Background: Prehospital post-resuscitation hypotension and hypoxia have been associated with adverse outcomes in the context of out-of-hospital cardiac arrest (OHCA). We aimed to investigate the association between clinical outcomes and post-resuscitation hypoxia alone, hypotension alone, and combined hypoxia and hypotension.

Methods: We used the 2018-2021 ESO annual datasets to conduct this study. All EMS-treated non-traumatic OHCA patients who had a documented prehospital return of spontaneous circulation (ROSC) and two or more SpO readings and systolic blood pressures recorded were evaluated for inclusion. Patients who were less than 18 years of age, pregnant, had a do-not-resuscitate order or similar, achieved ROSC after bystander CPR only, or had an EMS-witnessed cardiac arrest were excluded.
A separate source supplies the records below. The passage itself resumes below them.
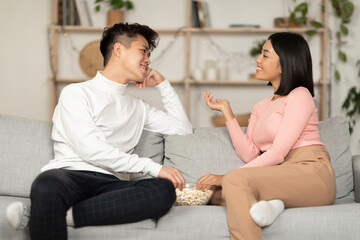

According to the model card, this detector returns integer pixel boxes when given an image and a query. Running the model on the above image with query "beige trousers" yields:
[222,145,336,240]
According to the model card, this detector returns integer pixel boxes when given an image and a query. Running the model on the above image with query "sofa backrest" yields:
[0,114,164,197]
[164,116,353,198]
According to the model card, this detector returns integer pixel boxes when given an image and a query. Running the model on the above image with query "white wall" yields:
[0,0,360,153]
[0,0,51,120]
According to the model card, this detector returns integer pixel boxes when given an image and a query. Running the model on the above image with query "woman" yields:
[198,32,336,240]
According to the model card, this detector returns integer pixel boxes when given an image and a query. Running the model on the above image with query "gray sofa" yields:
[0,114,360,240]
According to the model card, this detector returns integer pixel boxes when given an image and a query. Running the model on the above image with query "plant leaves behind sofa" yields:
[0,114,360,240]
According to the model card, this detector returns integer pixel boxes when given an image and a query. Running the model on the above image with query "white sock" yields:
[66,207,75,227]
[5,202,75,230]
[250,199,285,227]
[5,202,30,230]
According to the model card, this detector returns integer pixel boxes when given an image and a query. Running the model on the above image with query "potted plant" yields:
[249,39,266,80]
[95,0,134,26]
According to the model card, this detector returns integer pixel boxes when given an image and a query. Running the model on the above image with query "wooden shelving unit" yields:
[49,0,329,120]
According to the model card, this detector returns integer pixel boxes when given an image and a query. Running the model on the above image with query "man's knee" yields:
[158,178,176,206]
[30,169,68,199]
[153,178,176,218]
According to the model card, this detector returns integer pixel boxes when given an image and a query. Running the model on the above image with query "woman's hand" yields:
[196,173,224,191]
[204,92,234,122]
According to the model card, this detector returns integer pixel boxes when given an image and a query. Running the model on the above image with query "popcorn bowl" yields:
[175,183,215,206]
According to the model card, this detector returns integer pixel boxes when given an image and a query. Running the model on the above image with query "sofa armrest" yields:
[352,155,360,202]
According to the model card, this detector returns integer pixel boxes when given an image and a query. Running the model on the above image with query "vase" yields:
[107,9,124,27]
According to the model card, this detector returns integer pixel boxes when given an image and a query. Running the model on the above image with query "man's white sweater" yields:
[41,72,192,179]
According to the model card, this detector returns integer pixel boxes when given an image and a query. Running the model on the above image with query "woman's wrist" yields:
[221,105,235,122]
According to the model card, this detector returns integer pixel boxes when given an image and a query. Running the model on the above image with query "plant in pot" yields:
[331,0,360,134]
[249,39,266,80]
[95,0,134,26]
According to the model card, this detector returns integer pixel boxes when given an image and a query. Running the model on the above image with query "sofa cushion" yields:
[130,131,164,181]
[164,117,353,198]
[0,114,54,197]
[319,116,354,198]
[164,127,244,182]
[0,114,164,197]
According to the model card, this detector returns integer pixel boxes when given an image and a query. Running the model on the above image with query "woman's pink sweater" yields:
[226,87,324,167]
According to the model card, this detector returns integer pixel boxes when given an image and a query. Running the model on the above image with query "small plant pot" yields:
[107,9,124,27]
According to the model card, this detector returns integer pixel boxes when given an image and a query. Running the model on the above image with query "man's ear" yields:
[113,42,124,57]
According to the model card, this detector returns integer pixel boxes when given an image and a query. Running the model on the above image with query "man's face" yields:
[120,35,151,82]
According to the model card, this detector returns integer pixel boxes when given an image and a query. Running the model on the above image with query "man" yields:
[7,23,192,240]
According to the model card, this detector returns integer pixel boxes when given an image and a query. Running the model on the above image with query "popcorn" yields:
[175,188,214,206]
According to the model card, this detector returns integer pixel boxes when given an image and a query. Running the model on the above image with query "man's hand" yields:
[159,166,185,190]
[136,68,165,90]
[196,173,224,191]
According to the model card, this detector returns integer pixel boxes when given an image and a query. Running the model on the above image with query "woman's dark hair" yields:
[268,32,314,97]
[100,23,159,66]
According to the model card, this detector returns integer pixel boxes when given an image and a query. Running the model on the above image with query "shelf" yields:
[49,25,325,34]
[48,0,329,120]
[55,77,184,85]
[190,80,267,86]
[49,25,184,33]
[188,27,325,34]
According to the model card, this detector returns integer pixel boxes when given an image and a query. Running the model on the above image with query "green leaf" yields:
[340,24,349,36]
[338,50,347,63]
[306,30,316,36]
[310,21,323,28]
[295,16,307,24]
[342,1,354,19]
[289,12,295,22]
[331,0,340,9]
[294,2,308,15]
[334,70,341,81]
[126,1,134,10]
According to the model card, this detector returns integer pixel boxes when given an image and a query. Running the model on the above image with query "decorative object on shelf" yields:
[218,63,229,81]
[191,0,210,28]
[211,113,250,127]
[205,60,218,81]
[192,67,204,81]
[249,39,266,57]
[79,40,104,78]
[95,0,134,26]
[274,2,323,36]
[75,0,92,26]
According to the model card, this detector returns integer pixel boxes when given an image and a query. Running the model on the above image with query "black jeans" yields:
[29,169,176,240]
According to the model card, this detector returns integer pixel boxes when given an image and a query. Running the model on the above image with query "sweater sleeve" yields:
[226,105,260,163]
[242,88,316,167]
[144,80,192,135]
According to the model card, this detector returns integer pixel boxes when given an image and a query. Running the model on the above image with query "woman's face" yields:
[256,40,281,90]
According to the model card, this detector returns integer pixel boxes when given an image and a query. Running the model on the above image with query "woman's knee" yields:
[221,169,257,195]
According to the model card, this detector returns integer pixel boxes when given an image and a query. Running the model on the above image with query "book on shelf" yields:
[57,0,64,25]
[191,0,210,28]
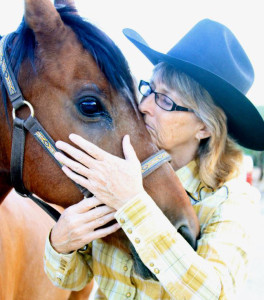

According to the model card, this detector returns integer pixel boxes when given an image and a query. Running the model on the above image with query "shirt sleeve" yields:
[44,233,93,291]
[115,188,258,300]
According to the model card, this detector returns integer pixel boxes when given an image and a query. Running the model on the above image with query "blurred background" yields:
[0,0,264,300]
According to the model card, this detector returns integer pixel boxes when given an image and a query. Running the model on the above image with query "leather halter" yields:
[0,35,171,221]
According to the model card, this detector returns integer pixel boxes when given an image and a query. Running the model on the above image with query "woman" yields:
[45,20,264,300]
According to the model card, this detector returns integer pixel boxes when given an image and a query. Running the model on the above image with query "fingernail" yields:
[55,141,61,148]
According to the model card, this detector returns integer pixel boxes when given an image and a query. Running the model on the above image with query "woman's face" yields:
[139,81,208,152]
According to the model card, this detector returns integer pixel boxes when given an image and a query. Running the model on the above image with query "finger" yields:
[56,141,95,168]
[54,152,91,178]
[81,205,116,223]
[87,211,116,231]
[89,223,121,241]
[61,166,94,194]
[66,197,103,213]
[69,133,108,160]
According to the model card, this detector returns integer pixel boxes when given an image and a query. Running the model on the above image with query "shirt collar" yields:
[176,160,201,195]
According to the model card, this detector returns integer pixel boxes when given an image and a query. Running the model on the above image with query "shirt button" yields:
[123,266,128,271]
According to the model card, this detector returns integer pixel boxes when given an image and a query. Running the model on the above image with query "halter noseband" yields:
[0,35,171,221]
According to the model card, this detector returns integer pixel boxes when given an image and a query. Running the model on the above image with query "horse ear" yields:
[25,0,66,47]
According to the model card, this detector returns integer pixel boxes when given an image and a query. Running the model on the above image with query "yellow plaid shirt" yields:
[44,162,260,300]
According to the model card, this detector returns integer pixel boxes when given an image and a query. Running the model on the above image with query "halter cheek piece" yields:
[0,35,171,221]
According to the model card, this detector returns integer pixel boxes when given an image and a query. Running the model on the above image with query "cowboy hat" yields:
[123,19,264,150]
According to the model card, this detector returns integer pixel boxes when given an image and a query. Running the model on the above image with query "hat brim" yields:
[123,29,264,151]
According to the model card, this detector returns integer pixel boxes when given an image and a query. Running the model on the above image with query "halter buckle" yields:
[12,100,34,120]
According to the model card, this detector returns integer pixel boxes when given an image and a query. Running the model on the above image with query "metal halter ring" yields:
[12,100,34,120]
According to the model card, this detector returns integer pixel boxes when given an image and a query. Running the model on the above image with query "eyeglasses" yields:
[138,80,194,112]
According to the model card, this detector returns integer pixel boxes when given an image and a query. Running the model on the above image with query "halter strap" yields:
[0,34,171,221]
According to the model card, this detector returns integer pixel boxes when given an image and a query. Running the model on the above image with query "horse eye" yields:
[77,97,104,117]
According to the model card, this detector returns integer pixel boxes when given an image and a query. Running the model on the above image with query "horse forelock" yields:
[57,6,136,105]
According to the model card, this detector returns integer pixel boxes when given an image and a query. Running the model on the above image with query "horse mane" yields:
[0,6,135,120]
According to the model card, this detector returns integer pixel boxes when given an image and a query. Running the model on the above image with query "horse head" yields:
[0,0,199,278]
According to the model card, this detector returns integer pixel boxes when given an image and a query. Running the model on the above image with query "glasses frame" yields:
[138,80,194,112]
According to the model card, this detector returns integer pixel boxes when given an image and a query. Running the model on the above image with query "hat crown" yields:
[167,19,254,95]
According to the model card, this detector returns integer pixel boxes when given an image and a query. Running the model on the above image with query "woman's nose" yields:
[138,93,155,115]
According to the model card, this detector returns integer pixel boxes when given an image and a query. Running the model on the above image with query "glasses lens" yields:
[138,80,152,97]
[156,93,173,110]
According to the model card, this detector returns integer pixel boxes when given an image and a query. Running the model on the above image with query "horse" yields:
[0,190,93,300]
[0,0,199,299]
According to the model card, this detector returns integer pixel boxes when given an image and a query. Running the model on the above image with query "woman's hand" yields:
[50,197,120,253]
[55,134,144,210]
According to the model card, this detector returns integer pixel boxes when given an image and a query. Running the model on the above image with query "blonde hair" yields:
[153,63,242,189]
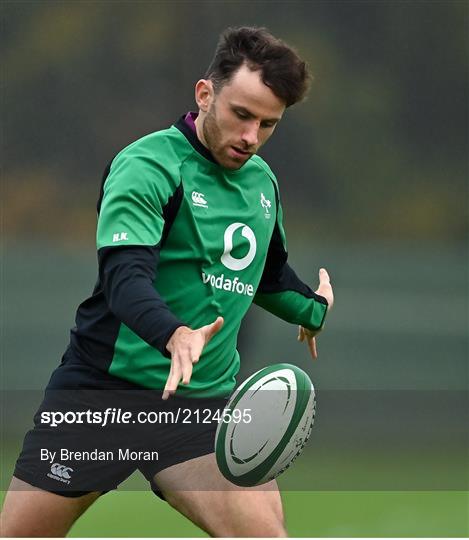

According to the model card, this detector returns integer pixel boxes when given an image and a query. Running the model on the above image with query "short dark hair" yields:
[205,26,310,107]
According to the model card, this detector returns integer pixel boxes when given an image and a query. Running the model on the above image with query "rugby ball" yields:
[215,364,316,486]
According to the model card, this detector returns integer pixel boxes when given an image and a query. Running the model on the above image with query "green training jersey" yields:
[67,118,327,397]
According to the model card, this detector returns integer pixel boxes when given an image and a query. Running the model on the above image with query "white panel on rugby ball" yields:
[215,364,315,486]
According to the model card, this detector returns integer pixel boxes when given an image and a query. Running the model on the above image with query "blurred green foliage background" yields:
[0,0,469,536]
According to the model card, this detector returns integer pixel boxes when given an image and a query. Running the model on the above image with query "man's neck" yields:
[194,112,208,148]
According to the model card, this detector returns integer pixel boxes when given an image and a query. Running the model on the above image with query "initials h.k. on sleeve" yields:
[97,146,184,356]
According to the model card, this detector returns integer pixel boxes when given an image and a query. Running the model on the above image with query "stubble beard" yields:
[202,103,245,170]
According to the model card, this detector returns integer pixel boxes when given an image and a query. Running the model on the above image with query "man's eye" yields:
[235,111,248,120]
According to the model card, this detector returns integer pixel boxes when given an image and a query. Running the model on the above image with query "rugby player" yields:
[2,27,333,537]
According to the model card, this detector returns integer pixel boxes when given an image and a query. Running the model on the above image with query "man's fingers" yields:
[182,358,193,384]
[319,268,331,285]
[162,357,182,399]
[298,325,305,341]
[308,337,318,360]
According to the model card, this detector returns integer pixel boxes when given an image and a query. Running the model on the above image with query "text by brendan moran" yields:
[41,448,159,463]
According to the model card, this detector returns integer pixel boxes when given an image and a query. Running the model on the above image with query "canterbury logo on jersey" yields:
[192,191,208,208]
[47,463,73,484]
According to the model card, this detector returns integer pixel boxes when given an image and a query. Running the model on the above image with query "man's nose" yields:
[242,122,260,147]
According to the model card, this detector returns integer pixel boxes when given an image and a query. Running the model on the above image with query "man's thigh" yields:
[0,477,100,537]
[154,454,287,537]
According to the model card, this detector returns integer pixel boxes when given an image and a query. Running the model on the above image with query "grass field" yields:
[0,245,469,537]
[0,491,469,538]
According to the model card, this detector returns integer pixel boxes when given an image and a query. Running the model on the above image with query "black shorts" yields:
[14,356,227,497]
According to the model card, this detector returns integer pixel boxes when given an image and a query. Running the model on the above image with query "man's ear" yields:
[195,79,214,112]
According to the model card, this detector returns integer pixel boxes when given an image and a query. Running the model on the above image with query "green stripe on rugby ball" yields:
[215,364,315,486]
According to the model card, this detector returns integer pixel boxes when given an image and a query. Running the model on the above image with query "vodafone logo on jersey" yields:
[202,223,257,296]
[221,223,257,270]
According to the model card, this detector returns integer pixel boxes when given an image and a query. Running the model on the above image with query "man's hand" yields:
[298,268,334,360]
[163,317,223,399]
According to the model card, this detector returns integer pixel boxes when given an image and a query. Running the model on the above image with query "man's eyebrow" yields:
[231,103,281,123]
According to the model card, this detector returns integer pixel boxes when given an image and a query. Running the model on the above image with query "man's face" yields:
[196,65,285,170]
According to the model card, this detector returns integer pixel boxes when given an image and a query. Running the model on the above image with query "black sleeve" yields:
[254,219,328,330]
[98,244,186,357]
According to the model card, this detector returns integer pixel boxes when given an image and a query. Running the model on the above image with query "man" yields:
[2,28,333,536]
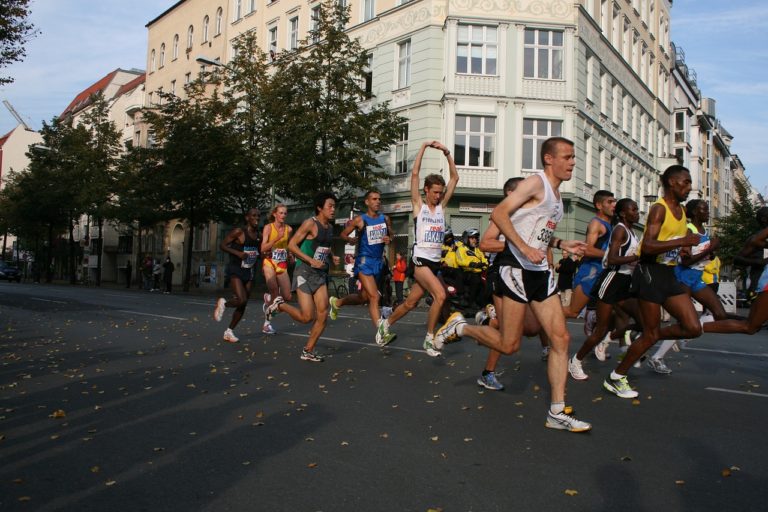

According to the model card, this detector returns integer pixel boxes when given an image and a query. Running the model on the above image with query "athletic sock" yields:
[653,340,675,359]
[549,402,565,414]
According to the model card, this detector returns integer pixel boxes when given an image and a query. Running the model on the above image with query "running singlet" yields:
[357,214,387,260]
[603,222,640,275]
[413,203,445,262]
[643,197,688,267]
[229,228,259,268]
[688,223,712,271]
[264,223,288,269]
[507,172,563,270]
[581,217,613,266]
[296,217,333,272]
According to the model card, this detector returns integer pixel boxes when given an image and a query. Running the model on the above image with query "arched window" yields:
[214,7,224,36]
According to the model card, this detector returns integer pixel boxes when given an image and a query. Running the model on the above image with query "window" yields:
[397,39,411,89]
[523,119,563,171]
[309,5,320,43]
[523,28,563,80]
[171,34,179,60]
[453,115,496,167]
[269,27,277,61]
[288,16,299,50]
[363,0,376,21]
[213,7,224,36]
[456,25,497,75]
[395,123,408,174]
[232,0,243,21]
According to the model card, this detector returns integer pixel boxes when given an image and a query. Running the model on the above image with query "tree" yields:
[145,81,240,291]
[715,178,760,265]
[266,1,404,201]
[0,0,39,85]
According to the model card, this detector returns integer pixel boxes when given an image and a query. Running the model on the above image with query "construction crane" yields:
[3,100,34,132]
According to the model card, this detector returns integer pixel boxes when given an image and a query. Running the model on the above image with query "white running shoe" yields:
[544,411,592,432]
[213,298,227,322]
[568,354,589,380]
[224,329,240,343]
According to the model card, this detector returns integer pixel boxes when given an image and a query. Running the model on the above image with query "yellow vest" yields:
[641,197,688,267]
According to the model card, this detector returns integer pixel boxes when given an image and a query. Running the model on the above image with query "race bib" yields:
[365,222,387,245]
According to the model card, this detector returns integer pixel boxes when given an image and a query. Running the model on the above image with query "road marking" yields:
[30,297,67,304]
[118,309,187,320]
[704,388,768,398]
[683,345,768,357]
[280,332,425,354]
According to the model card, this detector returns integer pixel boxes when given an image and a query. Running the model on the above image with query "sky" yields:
[0,0,768,196]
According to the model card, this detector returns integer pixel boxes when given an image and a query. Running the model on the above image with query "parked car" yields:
[0,261,21,283]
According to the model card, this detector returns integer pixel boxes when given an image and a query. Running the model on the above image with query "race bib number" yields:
[365,222,387,245]
[312,246,331,263]
[272,249,288,263]
[422,226,445,249]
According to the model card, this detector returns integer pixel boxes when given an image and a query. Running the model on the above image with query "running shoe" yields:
[603,377,638,398]
[224,329,240,343]
[584,309,597,336]
[434,311,467,350]
[301,348,325,363]
[544,411,592,432]
[264,295,285,323]
[328,297,339,320]
[568,354,589,380]
[213,298,227,322]
[422,334,443,357]
[376,331,397,347]
[475,309,489,325]
[646,357,672,375]
[261,292,272,314]
[595,333,611,361]
[477,372,504,391]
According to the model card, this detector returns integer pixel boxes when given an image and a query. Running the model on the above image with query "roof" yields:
[115,73,147,97]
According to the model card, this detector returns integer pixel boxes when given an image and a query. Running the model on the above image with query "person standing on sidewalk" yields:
[213,208,261,343]
[265,192,338,363]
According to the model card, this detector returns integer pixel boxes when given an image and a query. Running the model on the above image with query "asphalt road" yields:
[0,283,768,512]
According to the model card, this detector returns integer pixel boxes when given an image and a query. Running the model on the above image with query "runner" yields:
[568,198,640,380]
[213,208,260,343]
[377,140,459,357]
[266,192,338,363]
[261,204,293,334]
[603,165,701,398]
[435,137,592,432]
[329,190,396,346]
[475,178,549,391]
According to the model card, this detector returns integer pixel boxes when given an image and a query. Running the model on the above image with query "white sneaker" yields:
[568,354,589,380]
[224,329,240,343]
[213,298,227,322]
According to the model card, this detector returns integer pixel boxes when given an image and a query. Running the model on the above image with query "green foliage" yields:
[268,2,404,201]
[0,0,38,85]
[715,179,760,265]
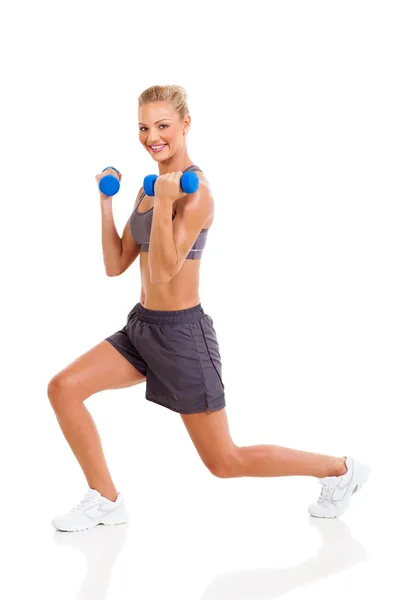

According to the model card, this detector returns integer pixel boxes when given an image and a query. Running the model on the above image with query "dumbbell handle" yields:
[143,171,199,196]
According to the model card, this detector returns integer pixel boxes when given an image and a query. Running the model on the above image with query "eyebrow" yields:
[139,117,171,127]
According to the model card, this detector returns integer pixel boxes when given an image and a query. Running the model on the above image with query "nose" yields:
[147,129,160,145]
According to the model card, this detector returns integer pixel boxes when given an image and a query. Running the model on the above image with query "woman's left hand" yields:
[154,171,186,204]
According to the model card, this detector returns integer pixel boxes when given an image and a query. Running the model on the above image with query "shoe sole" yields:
[52,506,128,532]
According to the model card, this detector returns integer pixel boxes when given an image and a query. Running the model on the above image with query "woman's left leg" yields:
[181,408,347,478]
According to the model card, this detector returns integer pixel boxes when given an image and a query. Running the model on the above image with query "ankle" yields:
[90,485,118,502]
[336,456,347,477]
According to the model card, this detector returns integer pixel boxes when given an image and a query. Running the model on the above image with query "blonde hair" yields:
[138,85,189,119]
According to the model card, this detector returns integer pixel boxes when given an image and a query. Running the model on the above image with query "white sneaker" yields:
[52,488,128,531]
[308,456,371,519]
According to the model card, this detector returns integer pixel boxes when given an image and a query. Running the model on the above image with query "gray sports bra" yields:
[129,165,208,260]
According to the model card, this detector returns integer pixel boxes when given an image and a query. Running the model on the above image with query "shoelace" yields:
[70,496,93,513]
[318,483,331,502]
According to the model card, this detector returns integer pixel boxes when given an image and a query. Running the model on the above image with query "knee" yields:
[206,450,239,479]
[47,373,74,409]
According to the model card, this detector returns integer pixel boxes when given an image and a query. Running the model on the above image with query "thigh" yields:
[49,340,146,400]
[181,408,237,467]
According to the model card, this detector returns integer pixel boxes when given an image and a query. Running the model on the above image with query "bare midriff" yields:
[140,252,201,310]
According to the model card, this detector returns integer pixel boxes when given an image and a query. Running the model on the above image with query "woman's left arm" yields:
[149,180,214,285]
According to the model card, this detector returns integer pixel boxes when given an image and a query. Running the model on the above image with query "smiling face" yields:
[139,101,190,162]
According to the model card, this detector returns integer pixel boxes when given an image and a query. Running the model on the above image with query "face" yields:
[139,101,190,162]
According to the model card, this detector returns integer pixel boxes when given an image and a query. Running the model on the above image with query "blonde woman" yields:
[48,86,370,531]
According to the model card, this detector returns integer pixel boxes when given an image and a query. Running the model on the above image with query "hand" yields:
[154,171,186,204]
[95,167,122,200]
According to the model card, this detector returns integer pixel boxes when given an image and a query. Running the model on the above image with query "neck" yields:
[158,148,193,175]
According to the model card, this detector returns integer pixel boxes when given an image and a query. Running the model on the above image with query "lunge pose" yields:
[48,86,370,531]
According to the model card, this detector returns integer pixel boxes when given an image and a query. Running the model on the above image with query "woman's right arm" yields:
[100,188,143,277]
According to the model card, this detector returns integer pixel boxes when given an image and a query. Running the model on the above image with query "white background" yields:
[0,0,400,600]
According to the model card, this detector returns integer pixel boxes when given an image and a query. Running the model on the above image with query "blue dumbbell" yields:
[143,171,199,196]
[99,167,119,196]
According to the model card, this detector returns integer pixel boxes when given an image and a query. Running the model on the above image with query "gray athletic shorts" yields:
[106,303,225,414]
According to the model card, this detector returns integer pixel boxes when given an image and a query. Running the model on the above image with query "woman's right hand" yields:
[95,167,122,200]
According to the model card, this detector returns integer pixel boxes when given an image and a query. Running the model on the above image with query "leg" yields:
[181,408,347,478]
[48,341,146,501]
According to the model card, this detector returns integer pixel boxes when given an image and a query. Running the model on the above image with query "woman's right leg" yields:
[48,340,146,502]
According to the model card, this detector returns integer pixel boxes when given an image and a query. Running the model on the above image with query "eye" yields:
[139,123,169,131]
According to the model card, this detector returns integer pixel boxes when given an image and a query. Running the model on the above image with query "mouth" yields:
[149,144,167,152]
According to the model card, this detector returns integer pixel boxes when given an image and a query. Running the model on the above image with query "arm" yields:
[101,189,143,277]
[149,180,214,285]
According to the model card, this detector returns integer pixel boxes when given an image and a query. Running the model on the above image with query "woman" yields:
[48,86,370,531]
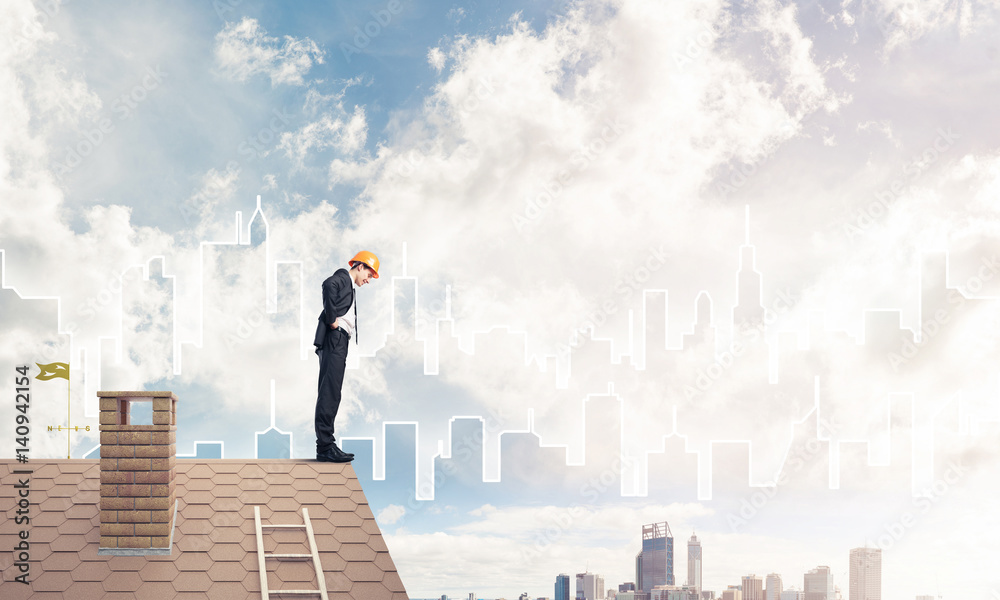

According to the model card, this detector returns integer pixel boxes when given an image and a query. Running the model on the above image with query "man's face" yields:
[354,265,372,287]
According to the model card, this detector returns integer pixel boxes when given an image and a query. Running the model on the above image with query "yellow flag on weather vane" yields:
[35,363,70,458]
[35,363,69,381]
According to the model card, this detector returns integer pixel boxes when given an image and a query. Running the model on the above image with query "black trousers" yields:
[316,328,351,454]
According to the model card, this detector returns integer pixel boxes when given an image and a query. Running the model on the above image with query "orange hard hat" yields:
[347,250,378,279]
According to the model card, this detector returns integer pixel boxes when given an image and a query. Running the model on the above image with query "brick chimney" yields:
[97,392,177,555]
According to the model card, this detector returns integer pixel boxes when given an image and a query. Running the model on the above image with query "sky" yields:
[0,0,1000,598]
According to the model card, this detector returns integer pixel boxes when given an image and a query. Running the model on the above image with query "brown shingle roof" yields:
[0,459,407,600]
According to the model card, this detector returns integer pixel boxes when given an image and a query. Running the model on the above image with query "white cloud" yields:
[871,0,1000,54]
[427,47,447,73]
[215,17,324,86]
[278,106,368,168]
[375,504,406,527]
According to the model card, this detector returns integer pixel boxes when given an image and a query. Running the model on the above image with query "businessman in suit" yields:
[313,250,379,463]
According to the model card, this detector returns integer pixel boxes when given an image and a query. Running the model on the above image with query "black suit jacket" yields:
[313,269,354,352]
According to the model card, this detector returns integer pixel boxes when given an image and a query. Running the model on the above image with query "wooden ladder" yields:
[253,506,329,600]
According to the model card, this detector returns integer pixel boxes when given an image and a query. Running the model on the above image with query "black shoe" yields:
[316,446,354,463]
[333,442,354,458]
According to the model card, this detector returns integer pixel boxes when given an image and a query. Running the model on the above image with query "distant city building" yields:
[556,573,569,600]
[741,575,764,600]
[849,548,882,600]
[688,532,701,591]
[722,585,743,600]
[635,521,674,592]
[576,573,604,600]
[764,573,782,600]
[802,567,837,600]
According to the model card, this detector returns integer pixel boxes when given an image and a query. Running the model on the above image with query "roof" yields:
[0,459,407,600]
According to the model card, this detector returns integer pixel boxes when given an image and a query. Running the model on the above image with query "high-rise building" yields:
[802,567,837,600]
[635,521,674,592]
[688,532,701,592]
[849,548,882,600]
[576,573,604,600]
[781,588,805,600]
[556,573,569,600]
[742,575,764,600]
[722,585,743,600]
[764,573,781,600]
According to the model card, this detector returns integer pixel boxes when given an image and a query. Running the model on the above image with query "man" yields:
[313,250,379,463]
Multivariable logistic regression adjusted for standard Utstein factors and highest prehospital Glasgow Coma Scale (GCS) score was used to investigate the association between hypoxia, hypotension, and outcomes.

Results: We analyzed data for 17,943 patients, of whom 3,979 had hospital disposition data. Hypotension and hypoxia were not documented in 1,343 (33.8%) patients, 1,144 (28.8%) had only hypoxia documented, 507 (12.7%) had only hypotension documented, and 985 (24.8%) had both hypoxia and hypotension documented. In comparison to patients who did not have documented hypotension or hypoxia, patients who had documented hypoxia (aOR: 1.76 [1.38, 2.24]), documented hypotension (aOR: 3.00 [2.15, 4.18]), and documented hypoxia and hypotension combined (aOR: 4.87 [3.63, 6.53]) had significantly increased mortality. The relationship between mortality and vital sign abnormalities (hypoxia and hypotension > hypotension > hypoxia) was observed in every evaluated subgroup.

Conclusions: In this large dataset, hypotension and hypoxia were independently associated with mortality both alone and in combination. Compared to patients without documented hypotension and hypoxia, patients with documented hypotension and hypoxia had nearly five-fold greater odds of mortality.